91 In our view, the information covered by each section must be the same. Under s 424AA, country information simply need not be mentioned at all either because it is not information within the meaning of that term in s 424AA or because, if it is information within s 424AA, it:
(1) Will be the subject of appropriate particulars as contemplated by s 424AA(a) and the Tribunal will comply with s 424AA(b)(i) to (iv); or
(2) The Tribunal will not comply with some part of s 424AA.
92 Compliance with s 424AA will lead to the benefit afforded to the Tribunal by s 424A(2A). Non-compliance will cast the Tribunal back into s 424A. Upon being forced back into the s 424A requirements as a result of non-compliance with one or more of the requirements of s 424AA, the Tribunal will get the benefit of s 424A(3)(a) in respect of country information.
93 Thus, one way or another, in respect of country information, failure to comply with all of the conditions laid down in s 424AA will not constitute jurisdictional error.
94 This interpretation of the relevant legislative provisions is supported by the authorities to which the first respondent referred in the submissions made on his behalf and also by a further authority which was decided after the conclusion of the hearing of the present appeal but before the delivery of these reasons.
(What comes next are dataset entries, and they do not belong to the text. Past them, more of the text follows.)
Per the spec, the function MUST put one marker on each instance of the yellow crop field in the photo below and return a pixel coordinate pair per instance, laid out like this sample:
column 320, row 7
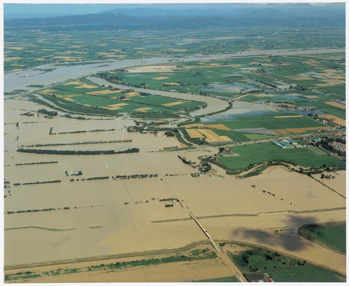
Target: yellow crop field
column 212, row 137
column 98, row 92
column 335, row 104
column 194, row 133
column 86, row 86
column 173, row 103
column 213, row 126
column 47, row 90
column 130, row 94
column 279, row 131
column 289, row 116
column 73, row 82
column 12, row 59
column 143, row 109
column 333, row 119
column 160, row 78
column 171, row 83
column 262, row 95
column 302, row 130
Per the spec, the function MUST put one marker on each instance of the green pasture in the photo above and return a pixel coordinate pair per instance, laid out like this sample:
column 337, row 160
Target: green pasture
column 269, row 122
column 221, row 279
column 156, row 103
column 332, row 235
column 259, row 153
column 281, row 268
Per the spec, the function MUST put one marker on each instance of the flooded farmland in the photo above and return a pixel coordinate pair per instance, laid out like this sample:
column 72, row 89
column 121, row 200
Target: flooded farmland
column 114, row 216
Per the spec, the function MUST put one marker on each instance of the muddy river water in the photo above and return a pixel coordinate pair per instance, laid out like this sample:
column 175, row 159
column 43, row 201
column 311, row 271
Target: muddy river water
column 110, row 216
column 114, row 216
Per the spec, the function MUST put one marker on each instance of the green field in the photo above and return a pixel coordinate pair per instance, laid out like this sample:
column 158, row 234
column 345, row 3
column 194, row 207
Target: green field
column 76, row 96
column 269, row 121
column 259, row 153
column 281, row 268
column 331, row 235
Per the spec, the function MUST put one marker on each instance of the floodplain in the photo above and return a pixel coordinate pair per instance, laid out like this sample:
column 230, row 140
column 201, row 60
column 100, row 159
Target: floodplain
column 198, row 155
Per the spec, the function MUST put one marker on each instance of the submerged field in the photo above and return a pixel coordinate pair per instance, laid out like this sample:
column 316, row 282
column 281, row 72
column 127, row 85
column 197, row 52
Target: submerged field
column 122, row 148
column 332, row 235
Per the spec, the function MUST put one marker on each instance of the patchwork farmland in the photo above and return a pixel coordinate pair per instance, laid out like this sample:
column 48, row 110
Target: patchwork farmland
column 145, row 145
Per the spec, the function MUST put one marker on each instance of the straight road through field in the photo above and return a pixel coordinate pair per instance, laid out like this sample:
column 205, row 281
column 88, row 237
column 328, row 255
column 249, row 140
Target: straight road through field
column 213, row 104
column 21, row 79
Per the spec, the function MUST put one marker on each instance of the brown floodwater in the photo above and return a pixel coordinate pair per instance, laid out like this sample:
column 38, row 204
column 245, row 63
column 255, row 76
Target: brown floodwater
column 132, row 227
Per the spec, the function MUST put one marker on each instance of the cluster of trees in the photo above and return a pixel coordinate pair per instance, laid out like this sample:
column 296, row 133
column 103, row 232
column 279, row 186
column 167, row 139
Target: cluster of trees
column 327, row 143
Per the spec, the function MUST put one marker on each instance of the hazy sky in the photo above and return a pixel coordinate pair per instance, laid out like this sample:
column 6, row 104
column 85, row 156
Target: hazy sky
column 49, row 10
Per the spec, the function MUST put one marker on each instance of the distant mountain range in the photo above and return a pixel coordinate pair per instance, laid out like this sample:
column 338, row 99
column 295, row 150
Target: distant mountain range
column 157, row 18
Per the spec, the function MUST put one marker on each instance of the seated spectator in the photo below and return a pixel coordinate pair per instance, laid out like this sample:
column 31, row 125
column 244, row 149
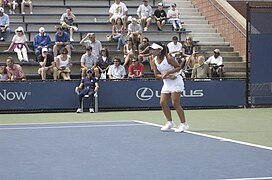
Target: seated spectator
column 118, row 33
column 144, row 13
column 67, row 19
column 47, row 65
column 63, row 64
column 116, row 71
column 174, row 47
column 3, row 73
column 42, row 40
column 27, row 3
column 216, row 64
column 89, row 40
column 19, row 44
column 4, row 25
column 189, row 53
column 12, row 5
column 129, row 51
column 88, row 86
column 61, row 40
column 200, row 70
column 136, row 69
column 135, row 31
column 160, row 16
column 88, row 61
column 173, row 18
column 118, row 10
column 14, row 71
column 103, row 63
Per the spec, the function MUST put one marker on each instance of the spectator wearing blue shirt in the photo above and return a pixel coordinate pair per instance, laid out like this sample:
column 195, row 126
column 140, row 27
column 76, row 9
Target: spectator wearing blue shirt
column 88, row 86
column 62, row 39
column 4, row 25
column 42, row 40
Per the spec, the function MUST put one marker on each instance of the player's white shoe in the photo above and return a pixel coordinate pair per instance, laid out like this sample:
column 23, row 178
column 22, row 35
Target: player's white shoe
column 79, row 110
column 168, row 126
column 182, row 127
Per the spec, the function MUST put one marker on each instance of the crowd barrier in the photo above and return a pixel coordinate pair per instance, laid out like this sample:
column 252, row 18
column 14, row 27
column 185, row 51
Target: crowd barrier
column 118, row 94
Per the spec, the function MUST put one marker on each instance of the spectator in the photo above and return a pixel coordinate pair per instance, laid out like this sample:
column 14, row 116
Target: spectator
column 116, row 71
column 67, row 19
column 174, row 47
column 173, row 18
column 118, row 33
column 42, row 40
column 216, row 64
column 12, row 5
column 136, row 69
column 14, row 71
column 89, row 40
column 61, row 41
column 47, row 65
column 118, row 10
column 88, row 86
column 144, row 13
column 135, row 31
column 27, row 3
column 129, row 51
column 3, row 73
column 144, row 53
column 103, row 63
column 189, row 52
column 4, row 25
column 160, row 16
column 19, row 44
column 88, row 61
column 200, row 70
column 63, row 64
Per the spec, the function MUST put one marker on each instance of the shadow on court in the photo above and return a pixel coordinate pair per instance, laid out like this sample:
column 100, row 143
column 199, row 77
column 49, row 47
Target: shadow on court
column 123, row 150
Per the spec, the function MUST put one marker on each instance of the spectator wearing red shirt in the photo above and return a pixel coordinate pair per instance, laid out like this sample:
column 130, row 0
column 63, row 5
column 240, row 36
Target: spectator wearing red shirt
column 14, row 71
column 136, row 69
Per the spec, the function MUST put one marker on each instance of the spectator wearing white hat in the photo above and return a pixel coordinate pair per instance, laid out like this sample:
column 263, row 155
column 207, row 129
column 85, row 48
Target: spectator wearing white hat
column 216, row 64
column 47, row 65
column 19, row 44
column 27, row 3
column 144, row 13
column 173, row 18
column 160, row 16
column 41, row 40
column 135, row 31
column 4, row 25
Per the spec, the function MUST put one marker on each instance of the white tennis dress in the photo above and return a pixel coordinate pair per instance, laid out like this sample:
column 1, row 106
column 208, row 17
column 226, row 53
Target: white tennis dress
column 169, row 86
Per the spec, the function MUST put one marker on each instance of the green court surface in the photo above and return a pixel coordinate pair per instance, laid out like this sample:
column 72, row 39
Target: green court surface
column 253, row 125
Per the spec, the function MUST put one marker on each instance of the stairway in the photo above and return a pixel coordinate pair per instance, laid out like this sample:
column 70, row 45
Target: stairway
column 92, row 16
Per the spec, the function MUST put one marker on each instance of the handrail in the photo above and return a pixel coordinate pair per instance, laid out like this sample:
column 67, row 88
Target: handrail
column 227, row 18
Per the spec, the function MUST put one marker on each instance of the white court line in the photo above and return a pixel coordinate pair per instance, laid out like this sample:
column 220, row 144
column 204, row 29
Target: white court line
column 69, row 126
column 214, row 137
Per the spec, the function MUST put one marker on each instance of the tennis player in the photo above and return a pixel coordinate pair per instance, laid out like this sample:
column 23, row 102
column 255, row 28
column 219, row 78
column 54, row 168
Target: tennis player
column 168, row 69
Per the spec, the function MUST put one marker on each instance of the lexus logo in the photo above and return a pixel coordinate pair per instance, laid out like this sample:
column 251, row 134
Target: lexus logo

95 That further authority is SZMMP v Minister for Immigration and Citizenship [2009] FCA 233, a decision of Lander J. In SZMMP,his Honour considered the interpretation of s 424AA when assessing the merits of a prospective appeal for the purpose of deciding whether or not he would grant an extension of the time within which the applicant in that case might file a notice of appeal. In that case, after considering the legislative context and reviewing the relevant provisions, his Honour said (SZMMP [2009] FCA 233 at [55]-[59]):
55 A failure to comply with s 424AA merely means that s 424A(2A) is not engaged and the Tribunal is not excused from compliance with s 424A. That then means the Tribunal must comply with s 424A. If the Tribunal is obliged to comply with s 424A it does not have to give the information in s 424A(3). Whichever way the Tribunal proceeds, whether under s 424A or s 424AA, the Tribunal does not have to give the information in s 424A(3). When the sections are understood that way, it can be seen that there was no reason to include the equivalent of s 424A(3) in s 424AA.